To me this looks like a classic map-reduce problem. I would implement a map and reduce functions, of which mapping of chunks looks like
Setup thread local datastructures (no thread safety needed, because they are used by only one thread) and assign one to each worker
If the current chunk is bigger than threshold, divide it in half and search for closest end of a token, then generate two tasks from that (go to 1 again)
If the chunk is smaller or equal to threshold, perform normal tokenize
This allows a worker to concentrate on its own task and not contending on resources with other workers. With worker being threads, it will improve data locality thus leading to doing more useful things per CPU cycle.

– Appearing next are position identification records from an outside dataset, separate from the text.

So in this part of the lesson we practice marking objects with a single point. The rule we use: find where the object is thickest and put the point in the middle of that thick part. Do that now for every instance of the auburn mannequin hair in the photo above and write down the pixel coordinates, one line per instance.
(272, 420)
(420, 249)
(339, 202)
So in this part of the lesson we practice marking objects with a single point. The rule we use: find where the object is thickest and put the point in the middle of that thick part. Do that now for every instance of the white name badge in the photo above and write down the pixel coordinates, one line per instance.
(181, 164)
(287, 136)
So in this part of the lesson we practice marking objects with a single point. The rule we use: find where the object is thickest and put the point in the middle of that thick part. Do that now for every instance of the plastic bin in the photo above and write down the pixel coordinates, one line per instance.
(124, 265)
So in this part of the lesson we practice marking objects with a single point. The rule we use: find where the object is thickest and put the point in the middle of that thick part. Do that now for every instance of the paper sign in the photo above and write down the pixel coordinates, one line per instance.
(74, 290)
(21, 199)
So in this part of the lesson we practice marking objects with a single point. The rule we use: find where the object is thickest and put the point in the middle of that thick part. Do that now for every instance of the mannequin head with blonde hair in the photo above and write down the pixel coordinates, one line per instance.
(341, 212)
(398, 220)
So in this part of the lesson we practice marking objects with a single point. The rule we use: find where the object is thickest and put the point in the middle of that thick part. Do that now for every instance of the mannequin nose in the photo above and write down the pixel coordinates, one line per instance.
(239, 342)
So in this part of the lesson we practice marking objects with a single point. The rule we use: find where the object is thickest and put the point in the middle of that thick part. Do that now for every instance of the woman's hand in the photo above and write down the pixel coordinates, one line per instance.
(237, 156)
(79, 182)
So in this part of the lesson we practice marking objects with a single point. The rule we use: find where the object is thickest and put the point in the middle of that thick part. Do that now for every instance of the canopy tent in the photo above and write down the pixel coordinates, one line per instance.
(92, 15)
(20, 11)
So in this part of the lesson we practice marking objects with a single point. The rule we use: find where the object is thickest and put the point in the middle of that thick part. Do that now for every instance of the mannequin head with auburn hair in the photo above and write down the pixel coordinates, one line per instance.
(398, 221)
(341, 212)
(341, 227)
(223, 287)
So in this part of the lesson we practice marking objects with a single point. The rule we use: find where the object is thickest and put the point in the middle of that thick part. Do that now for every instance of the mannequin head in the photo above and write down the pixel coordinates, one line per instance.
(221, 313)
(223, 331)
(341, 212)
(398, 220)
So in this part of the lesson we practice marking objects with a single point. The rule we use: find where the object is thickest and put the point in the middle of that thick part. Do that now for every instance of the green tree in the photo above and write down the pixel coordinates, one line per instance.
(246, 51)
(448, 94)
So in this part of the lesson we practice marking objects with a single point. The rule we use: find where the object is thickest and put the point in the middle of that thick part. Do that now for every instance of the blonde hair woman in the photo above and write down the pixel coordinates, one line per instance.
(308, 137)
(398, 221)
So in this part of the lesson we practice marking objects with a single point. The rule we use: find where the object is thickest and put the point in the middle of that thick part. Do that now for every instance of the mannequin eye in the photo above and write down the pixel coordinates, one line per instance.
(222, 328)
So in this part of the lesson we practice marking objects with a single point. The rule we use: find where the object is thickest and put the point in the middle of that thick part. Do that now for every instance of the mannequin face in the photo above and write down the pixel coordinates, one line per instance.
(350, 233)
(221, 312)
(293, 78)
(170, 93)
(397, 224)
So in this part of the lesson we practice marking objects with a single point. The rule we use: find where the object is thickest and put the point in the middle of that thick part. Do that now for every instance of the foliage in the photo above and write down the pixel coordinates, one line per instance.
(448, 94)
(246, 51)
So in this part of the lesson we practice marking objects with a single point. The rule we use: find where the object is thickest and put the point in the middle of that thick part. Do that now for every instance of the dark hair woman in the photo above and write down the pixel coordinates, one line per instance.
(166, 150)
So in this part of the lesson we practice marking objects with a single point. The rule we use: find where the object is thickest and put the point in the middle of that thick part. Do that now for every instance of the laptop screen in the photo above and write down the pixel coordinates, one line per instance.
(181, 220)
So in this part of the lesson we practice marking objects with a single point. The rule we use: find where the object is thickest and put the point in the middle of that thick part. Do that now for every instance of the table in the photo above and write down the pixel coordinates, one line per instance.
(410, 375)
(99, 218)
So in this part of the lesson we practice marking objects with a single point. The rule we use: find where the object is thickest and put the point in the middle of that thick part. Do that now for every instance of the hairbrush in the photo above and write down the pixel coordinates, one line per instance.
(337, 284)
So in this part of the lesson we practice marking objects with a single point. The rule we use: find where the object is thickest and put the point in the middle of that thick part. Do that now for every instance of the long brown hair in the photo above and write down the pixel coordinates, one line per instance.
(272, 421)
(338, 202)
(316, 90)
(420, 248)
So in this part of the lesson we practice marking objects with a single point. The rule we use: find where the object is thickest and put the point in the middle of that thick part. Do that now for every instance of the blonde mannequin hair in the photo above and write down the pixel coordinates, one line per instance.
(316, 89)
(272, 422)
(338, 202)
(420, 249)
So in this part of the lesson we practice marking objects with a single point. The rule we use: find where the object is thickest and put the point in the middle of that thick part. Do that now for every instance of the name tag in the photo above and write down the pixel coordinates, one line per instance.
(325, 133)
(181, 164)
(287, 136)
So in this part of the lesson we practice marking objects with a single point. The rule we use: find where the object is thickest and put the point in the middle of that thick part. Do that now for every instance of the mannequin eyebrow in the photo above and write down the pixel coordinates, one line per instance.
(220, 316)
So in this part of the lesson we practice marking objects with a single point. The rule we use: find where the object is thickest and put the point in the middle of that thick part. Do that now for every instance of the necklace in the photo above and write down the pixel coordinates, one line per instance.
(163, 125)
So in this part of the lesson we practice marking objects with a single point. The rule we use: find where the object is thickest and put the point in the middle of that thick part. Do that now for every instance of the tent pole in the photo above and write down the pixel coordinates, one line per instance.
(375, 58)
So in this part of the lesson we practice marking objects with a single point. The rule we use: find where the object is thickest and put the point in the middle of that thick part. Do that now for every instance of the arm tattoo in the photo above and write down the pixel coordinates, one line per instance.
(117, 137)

After the mapping process finishes, the reduce part could be like the following:
Agree on common lexem ids
Post a task for each worker to establish lexem rename maps
Create a hashmap with value type being atomic (falseif false sharing is established to be a problem, pad entries to break false sharing)
Post task for every worker to sum the results of the index together
Although it looks like 4 might contend to update the same memory page, there will be at most number of worker contentions once, instead of number of workers multiplied by possible occurences. I do not know how long step 1 of reduce will take, but given sufficiently big text, I suppose it will be faster.
With the algorithm above, there will be multiple small taxes on performance (dividing the task, posting tasks for each worker, data structure allocations) and two big (establishing common lexem id map + rename maps for each worker). Number of unique lexems is likely much smaller than the text itself.
Static chunk scheduling suffers from variability in CPU time availability for the process. In most computing, the launched program is not the only running on the machine. Getting scheduled out might eat into CPU time of the process thus creating unevenness, stalling the other CPUs from progressing. Dynamic task scheduling with dividing the task into smaller chunks makes more work, but works a lot better in most situations.
Non-composable threading is not great example of executor. The code in question does not provide any means of cooperating with other threads in the program, nor does it allow the work chunks to be executed on something else. It would be great to be able to separate work division/scheduling from executor.